I am trying to reproduce the results of this article: https://arxiv.org/pdf/1607.06520.pdf
In particular, this part:
To determine the gender subspace, we took ten difference vectors of paired pairs and calculated its main components (PC). As shown in Figure 6, there is one direction that explains the large dispersion of these vectors. The first eigenvalue is much larger than the others.
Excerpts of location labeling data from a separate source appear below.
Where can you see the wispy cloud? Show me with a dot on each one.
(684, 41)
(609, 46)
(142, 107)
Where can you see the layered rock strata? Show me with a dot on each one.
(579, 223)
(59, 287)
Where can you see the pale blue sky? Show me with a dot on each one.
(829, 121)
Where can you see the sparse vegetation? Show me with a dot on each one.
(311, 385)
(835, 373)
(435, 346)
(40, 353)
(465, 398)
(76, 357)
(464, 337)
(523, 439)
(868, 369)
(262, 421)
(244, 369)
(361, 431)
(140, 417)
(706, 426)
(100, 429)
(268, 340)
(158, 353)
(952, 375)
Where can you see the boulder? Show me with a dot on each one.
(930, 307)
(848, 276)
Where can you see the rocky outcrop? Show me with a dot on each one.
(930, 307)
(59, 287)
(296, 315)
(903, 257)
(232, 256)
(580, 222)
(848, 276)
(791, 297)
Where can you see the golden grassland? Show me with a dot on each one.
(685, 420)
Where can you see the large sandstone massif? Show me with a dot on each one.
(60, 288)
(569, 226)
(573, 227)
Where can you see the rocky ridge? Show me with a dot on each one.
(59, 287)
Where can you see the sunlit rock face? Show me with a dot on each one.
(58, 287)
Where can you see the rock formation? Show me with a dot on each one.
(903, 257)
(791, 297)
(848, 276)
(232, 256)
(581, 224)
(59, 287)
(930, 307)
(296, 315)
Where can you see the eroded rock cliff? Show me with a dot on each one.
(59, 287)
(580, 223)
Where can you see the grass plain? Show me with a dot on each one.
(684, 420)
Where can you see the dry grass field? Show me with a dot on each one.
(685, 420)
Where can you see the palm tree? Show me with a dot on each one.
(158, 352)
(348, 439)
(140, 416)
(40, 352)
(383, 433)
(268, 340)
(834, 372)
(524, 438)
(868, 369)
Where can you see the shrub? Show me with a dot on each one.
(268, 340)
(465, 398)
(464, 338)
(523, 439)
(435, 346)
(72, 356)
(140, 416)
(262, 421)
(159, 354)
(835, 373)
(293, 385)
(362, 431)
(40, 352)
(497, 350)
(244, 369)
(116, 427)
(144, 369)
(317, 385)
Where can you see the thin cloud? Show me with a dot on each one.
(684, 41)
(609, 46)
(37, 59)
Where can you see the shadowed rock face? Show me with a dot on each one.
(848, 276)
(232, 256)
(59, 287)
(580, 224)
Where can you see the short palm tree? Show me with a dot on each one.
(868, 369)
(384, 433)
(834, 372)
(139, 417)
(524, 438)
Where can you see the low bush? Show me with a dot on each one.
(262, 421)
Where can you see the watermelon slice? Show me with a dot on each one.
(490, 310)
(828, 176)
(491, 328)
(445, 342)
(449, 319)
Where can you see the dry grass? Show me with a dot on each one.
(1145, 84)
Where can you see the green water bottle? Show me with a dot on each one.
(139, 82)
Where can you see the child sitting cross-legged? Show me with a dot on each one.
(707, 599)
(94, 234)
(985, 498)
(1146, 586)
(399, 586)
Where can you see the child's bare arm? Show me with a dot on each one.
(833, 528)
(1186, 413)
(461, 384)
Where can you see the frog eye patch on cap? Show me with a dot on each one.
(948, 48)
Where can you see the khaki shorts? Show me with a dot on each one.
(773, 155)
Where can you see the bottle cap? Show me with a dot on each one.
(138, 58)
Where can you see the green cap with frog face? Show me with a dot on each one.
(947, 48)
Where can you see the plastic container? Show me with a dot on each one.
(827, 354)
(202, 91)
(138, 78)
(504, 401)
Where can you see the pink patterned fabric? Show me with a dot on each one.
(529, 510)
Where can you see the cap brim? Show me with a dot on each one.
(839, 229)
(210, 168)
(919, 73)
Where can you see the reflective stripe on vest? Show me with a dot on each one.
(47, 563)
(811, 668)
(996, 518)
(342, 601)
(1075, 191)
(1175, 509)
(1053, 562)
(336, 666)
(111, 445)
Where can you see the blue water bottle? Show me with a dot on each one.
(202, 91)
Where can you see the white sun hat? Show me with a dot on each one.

I use the same set of word vectors as the authors (Google News Corpus, 300 dimensions) that I upload to word2vec.
The "decimal difference vectors of gender pairs" referenced by the authors are calculated from the following pairs of words:

I calculated the differences between each normalized vector as follows:
model = gensim.models.KeyedVectors.load_word2vec_format('GoogleNews-vectors- negative300.bin', binary = True) model.init_sims() pairs = [('she', 'he'), ('her', 'his'), ('woman', 'man'), ('Mary', 'John'), ('herself', 'himself'), ('daughter', 'son'), ('mother', 'father'), ('gal', 'guy'), ('girl', 'boy'), ('female', 'male')] difference_matrix = np.array([model.word_vec(a[0], use_norm=True) - model.word_vec(a[1], use_norm=True) for a in pairs])
Then I perform PCA on the resulting matrix with 10 components according to the document:
from sklearn.decomposition import PCA pca = PCA(n_components=10) pca.fit(difference_matrix)
However, I get very different results when I look at pca.explained_variance_ratio_ :
array([ 2.83391436e-01, 2.48616155e-01, 1.90642492e-01, 9.98411858e-02, 5.61260498e-02, 5.29706681e-02, 2.75670634e-02, 2.21957722e-02, 1.86491774e-02, 1.99108478e-32])
or with the schedule:

The first component accounts for less than 30% of the variance when it should be above 60%!
The results that I get are similar to what I get when I try to do ATP on randomly selected vectors, so I have to do something wrong, but I canβt understand what.
Note. I tried without the normalization of vectors, but I get the same results.